Chilean President Jose Antonio Caste waves to supporters as he leaves Congress after a swearing-in ceremony Wednesday, March 11, 2026, in Valparaiso, Chile. (AP Photo/Gustavo Garello)
Gustavo Garello/AP
Hide caption
Toggle title
Gustavo Garello/AP
SANTIAGO, Chile – Jose Antonio Caste was sworn in as Chile’s new president today in a ceremony in the coastal city of Valparaiso. The right-wing politician built his career against liberal values from the fringes of Chilean politics.
A. won the cast A great win Against a leftist rival in December’s race, he won 58% of the vote for his hard-line approach to public security and illegal immigration.
His ascension to the presidency marks an abrupt departure from the progressive agenda of leftist Gabriel Boric, whose four-year term ended today.
“Cast will first emphasize certain issues, such as immigration,” said Claudio Fuentes, a political scientist at the University of Diego Portales in Santiago.
“They take a very strong position on controlling the borders, where they will probably increase the presence of the military. Dealing with this is key to their success.”
During the election promotionKast, an ultraconservative Catholic father of nine, avoided all mention of the hardline moral agenda synonymous with his 30-year political career, first as a local councilor and later as a congressman.
Although Chilean society has liberalized since the return to democracy in 1990 following the dictatorship of General Augusto Pinochet, Cast has maintained his position on the right, voting against the limited legalization of abortion and divorce legislation during his time in Congress.
Caste began a four-year term in what he labeled an “emergency” government amid what he cited as a growing security and economic crisis – making Chile one of Latin America’s safest and most prosperous nations.
Throughout his career, Cast frequently faced controversy for his extreme views, including his defense of the Pinochet dictatorship, an issue he campaigned to retain in power when it was put to a major referendum in 1988.
In 2016, he left the right-wing Union Democrata Independent party after 20 years and three terms in Congress, saying it had strayed too far from its founding principles as defenders of the legacy of the dictatorship.
He ran for president as an independent the following year, winning 8% of the vote, and in 2019 founded the Republican Party on the foundation of “the protection of human life from the imagination,” family values, and the market economy.
During his 2021 presidential campaign, in which he won the first round but was convincingly defeated in the runoff by the leftist Boric, he said that if General Pinochet were still alive, the dictator’s vote would have been cast in his favor.
In his native Paine, a quiet farming town south of Santiago, some residents fondly remember the Cast family as a religious clan that built a successful meat and restaurant business.
Kast’s father, Michael Kast, was born in Germany and fought in the Wehrmacht.
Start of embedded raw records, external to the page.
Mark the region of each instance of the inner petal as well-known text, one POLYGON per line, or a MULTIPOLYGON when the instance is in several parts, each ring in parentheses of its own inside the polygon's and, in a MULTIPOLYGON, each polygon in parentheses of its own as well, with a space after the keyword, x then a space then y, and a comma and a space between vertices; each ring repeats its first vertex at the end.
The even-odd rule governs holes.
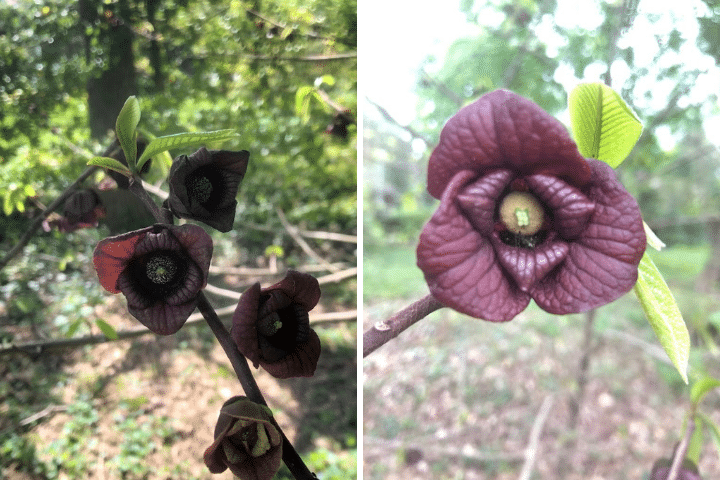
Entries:
POLYGON ((491 238, 500 265, 526 293, 562 263, 570 250, 567 243, 558 240, 543 242, 535 248, 523 248, 505 244, 498 233, 491 238))
POLYGON ((481 234, 490 235, 493 232, 497 203, 512 177, 510 170, 495 170, 468 184, 458 194, 460 210, 481 234))
POLYGON ((580 236, 595 212, 595 202, 577 188, 551 175, 530 175, 525 181, 552 211, 554 230, 565 240, 580 236))

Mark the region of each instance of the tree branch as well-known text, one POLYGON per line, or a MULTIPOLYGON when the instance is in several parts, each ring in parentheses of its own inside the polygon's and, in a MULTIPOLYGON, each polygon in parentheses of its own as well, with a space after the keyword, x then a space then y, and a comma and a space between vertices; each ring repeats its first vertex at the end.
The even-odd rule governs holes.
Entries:
POLYGON ((385 345, 406 329, 444 307, 432 295, 427 295, 417 302, 408 305, 384 322, 377 322, 363 334, 363 358, 385 345))

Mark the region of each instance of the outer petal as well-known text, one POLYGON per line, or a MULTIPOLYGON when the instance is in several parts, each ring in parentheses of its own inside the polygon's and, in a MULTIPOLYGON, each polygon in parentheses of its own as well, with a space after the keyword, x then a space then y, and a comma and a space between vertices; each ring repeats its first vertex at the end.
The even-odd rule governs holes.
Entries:
POLYGON ((428 191, 440 198, 458 172, 481 175, 495 168, 511 168, 521 176, 559 176, 577 186, 590 177, 562 123, 507 90, 483 95, 447 122, 430 156, 428 191))
POLYGON ((93 265, 100 285, 111 293, 120 293, 117 286, 120 274, 135 254, 135 247, 153 227, 108 237, 100 241, 93 252, 93 265))
MULTIPOLYGON (((288 270, 285 278, 274 285, 263 288, 263 293, 280 290, 292 300, 309 312, 320 301, 320 284, 317 279, 308 273, 288 270)), ((270 311, 282 308, 282 306, 271 305, 270 311)))
POLYGON ((572 243, 565 262, 536 284, 531 294, 544 310, 578 313, 616 300, 638 275, 645 252, 640 209, 613 169, 589 160, 592 180, 584 188, 595 202, 587 228, 572 243))
POLYGON ((530 296, 505 276, 490 241, 458 209, 455 198, 474 176, 462 171, 445 189, 420 234, 417 263, 440 302, 473 317, 507 321, 527 307, 530 296))
POLYGON ((238 350, 253 363, 255 368, 260 366, 260 346, 257 339, 260 294, 260 284, 256 283, 240 295, 230 329, 230 336, 238 350))

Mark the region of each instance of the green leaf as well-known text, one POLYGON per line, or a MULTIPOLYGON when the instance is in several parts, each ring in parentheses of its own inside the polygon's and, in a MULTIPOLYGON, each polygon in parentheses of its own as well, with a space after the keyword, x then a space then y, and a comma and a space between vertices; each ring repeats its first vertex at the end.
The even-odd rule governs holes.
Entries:
POLYGON ((100 331, 103 332, 103 335, 108 337, 110 340, 117 340, 117 332, 112 325, 107 323, 105 320, 100 320, 99 318, 95 320, 95 324, 98 326, 100 331))
POLYGON ((140 102, 135 96, 128 97, 123 105, 117 121, 115 122, 115 133, 117 133, 120 146, 125 152, 125 159, 131 171, 135 169, 137 158, 137 124, 140 122, 140 102))
POLYGON ((295 92, 295 115, 307 122, 310 118, 310 95, 315 91, 311 86, 298 88, 295 92))
POLYGON ((123 165, 122 163, 118 162, 114 158, 93 157, 88 161, 87 164, 95 165, 97 167, 107 168, 109 170, 114 170, 118 173, 122 173, 123 175, 125 175, 128 178, 132 177, 132 172, 130 172, 130 169, 127 167, 127 165, 123 165))
POLYGON ((685 383, 690 357, 690 334, 675 298, 647 252, 640 260, 638 281, 633 288, 660 345, 685 383))
POLYGON ((142 156, 138 160, 138 171, 142 169, 145 162, 151 157, 173 148, 185 148, 195 145, 201 145, 210 142, 220 142, 240 135, 233 129, 215 130, 213 132, 196 132, 196 133, 178 133, 177 135, 168 135, 165 137, 157 137, 150 141, 145 148, 142 156))
POLYGON ((585 157, 613 168, 630 154, 642 124, 620 95, 602 83, 583 83, 570 92, 570 123, 585 157))
POLYGON ((643 228, 645 229, 645 238, 647 239, 648 245, 653 247, 655 250, 662 250, 667 245, 665 245, 665 242, 660 240, 657 235, 655 235, 655 232, 652 231, 652 229, 648 226, 647 223, 643 222, 643 228))
POLYGON ((720 380, 707 376, 695 382, 690 389, 690 401, 698 406, 703 397, 713 388, 720 387, 720 380))

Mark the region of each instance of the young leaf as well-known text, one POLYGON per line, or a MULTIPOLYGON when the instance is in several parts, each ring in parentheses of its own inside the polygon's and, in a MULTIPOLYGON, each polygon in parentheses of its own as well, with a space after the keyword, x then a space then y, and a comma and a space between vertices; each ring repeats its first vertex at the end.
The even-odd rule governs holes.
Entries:
POLYGON ((191 147, 209 142, 219 142, 234 137, 239 137, 239 135, 232 129, 215 130, 213 132, 178 133, 177 135, 158 137, 151 140, 148 146, 145 147, 145 151, 138 160, 137 169, 140 171, 148 159, 166 150, 191 147))
POLYGON ((690 401, 696 407, 700 404, 703 397, 713 388, 720 387, 720 380, 713 377, 703 377, 695 382, 690 389, 690 401))
POLYGON ((125 152, 125 159, 130 171, 133 172, 137 171, 135 169, 135 159, 137 159, 137 132, 135 129, 139 122, 140 102, 135 96, 128 97, 115 121, 115 133, 117 133, 123 152, 125 152))
POLYGON ((97 167, 107 168, 109 170, 114 170, 118 173, 122 173, 123 175, 125 175, 128 178, 132 177, 132 172, 130 172, 130 169, 127 167, 127 165, 123 165, 122 163, 118 162, 114 158, 93 157, 88 161, 87 164, 95 165, 97 167))
POLYGON ((98 326, 100 331, 103 332, 103 335, 108 337, 110 340, 117 340, 117 332, 112 325, 107 323, 105 320, 100 320, 99 318, 95 320, 95 324, 98 326))
POLYGON ((640 260, 638 281, 633 287, 660 345, 685 383, 690 358, 690 334, 675 298, 647 252, 640 260))
POLYGON ((620 95, 602 83, 583 83, 570 92, 570 123, 585 157, 613 168, 630 154, 642 124, 620 95))

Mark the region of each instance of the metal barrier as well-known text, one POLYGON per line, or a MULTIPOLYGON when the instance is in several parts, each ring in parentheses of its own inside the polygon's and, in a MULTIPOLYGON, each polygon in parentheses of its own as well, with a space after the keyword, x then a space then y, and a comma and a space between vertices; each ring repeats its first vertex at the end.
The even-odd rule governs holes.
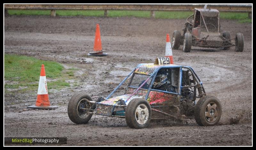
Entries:
MULTIPOLYGON (((204 4, 5 4, 4 10, 51 10, 51 15, 56 16, 56 10, 104 10, 104 16, 108 17, 108 10, 147 11, 155 17, 155 11, 193 11, 195 8, 203 8, 204 4)), ((207 8, 216 9, 220 12, 248 12, 252 17, 252 5, 208 4, 207 8)))

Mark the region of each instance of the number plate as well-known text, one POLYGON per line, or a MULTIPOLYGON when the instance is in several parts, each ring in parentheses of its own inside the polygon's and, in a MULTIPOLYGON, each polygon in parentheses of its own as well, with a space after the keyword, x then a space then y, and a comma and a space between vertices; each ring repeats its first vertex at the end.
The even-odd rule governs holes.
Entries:
POLYGON ((154 64, 157 65, 169 65, 171 64, 169 57, 157 57, 156 59, 154 64))

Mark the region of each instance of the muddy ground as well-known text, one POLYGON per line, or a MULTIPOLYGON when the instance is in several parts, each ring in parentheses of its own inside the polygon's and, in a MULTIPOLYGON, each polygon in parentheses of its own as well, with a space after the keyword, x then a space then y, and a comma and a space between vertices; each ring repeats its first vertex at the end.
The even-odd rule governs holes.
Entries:
POLYGON ((218 125, 201 127, 194 119, 181 123, 170 120, 152 121, 148 128, 134 129, 122 118, 95 115, 88 124, 81 125, 69 120, 67 109, 72 94, 84 91, 94 99, 107 96, 137 64, 153 62, 164 55, 166 33, 171 38, 174 30, 181 31, 185 21, 5 17, 5 54, 31 56, 56 61, 66 68, 78 68, 75 75, 80 85, 50 91, 51 104, 59 106, 54 110, 22 111, 35 104, 37 91, 5 94, 4 137, 67 137, 67 145, 251 146, 252 24, 234 20, 221 20, 221 27, 230 31, 231 37, 237 32, 244 34, 242 52, 235 52, 234 47, 224 50, 192 47, 190 53, 184 53, 181 46, 172 50, 175 63, 192 67, 207 95, 220 100, 223 112, 218 125), (108 55, 89 57, 86 54, 92 50, 97 23, 103 50, 108 55))

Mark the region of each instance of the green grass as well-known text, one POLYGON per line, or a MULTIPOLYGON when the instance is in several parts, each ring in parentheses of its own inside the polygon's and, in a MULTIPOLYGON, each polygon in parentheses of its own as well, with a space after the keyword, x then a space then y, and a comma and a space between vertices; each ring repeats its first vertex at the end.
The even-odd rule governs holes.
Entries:
POLYGON ((8 10, 10 15, 51 15, 51 11, 8 10))
POLYGON ((60 89, 69 86, 69 83, 65 81, 74 77, 74 69, 66 70, 56 62, 5 54, 4 80, 11 81, 4 84, 5 89, 18 89, 21 91, 36 90, 42 64, 44 65, 48 89, 60 89), (49 82, 49 79, 55 80, 49 82))
POLYGON ((56 11, 56 16, 102 17, 104 11, 56 11))
MULTIPOLYGON (((50 11, 32 11, 9 10, 10 15, 51 15, 50 11)), ((155 17, 161 19, 185 19, 193 13, 193 11, 156 11, 155 17)), ((149 18, 150 11, 108 11, 108 17, 120 17, 134 16, 139 18, 149 18)), ((56 15, 64 16, 84 16, 103 17, 104 11, 68 11, 57 10, 56 15)), ((248 18, 247 13, 220 12, 221 19, 238 20, 240 23, 252 23, 252 19, 248 18)))
POLYGON ((238 22, 241 23, 252 23, 252 19, 248 18, 247 13, 220 12, 220 19, 239 20, 238 22))
POLYGON ((150 12, 139 11, 109 11, 108 16, 110 17, 134 16, 149 18, 150 17, 150 12))
POLYGON ((185 19, 193 14, 192 11, 156 11, 155 17, 161 19, 185 19))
A member of the Nazi Party, he left post-war Europe for Argentina before eventually settling in Chile.
But others in Paine — where 70 people were forcibly disappeared under the Pinochet dictatorship, more than any other municipality in Chile — are less optimistic about the rise to power of regime supporters.
“Our work, our monuments, our history, it’s all at risk,” said Gerson Ramírez Guajardo, whose father was abducted by soldiers after the 1973 coup and disappeared.
“I think we’re all concerned about what’s to come.”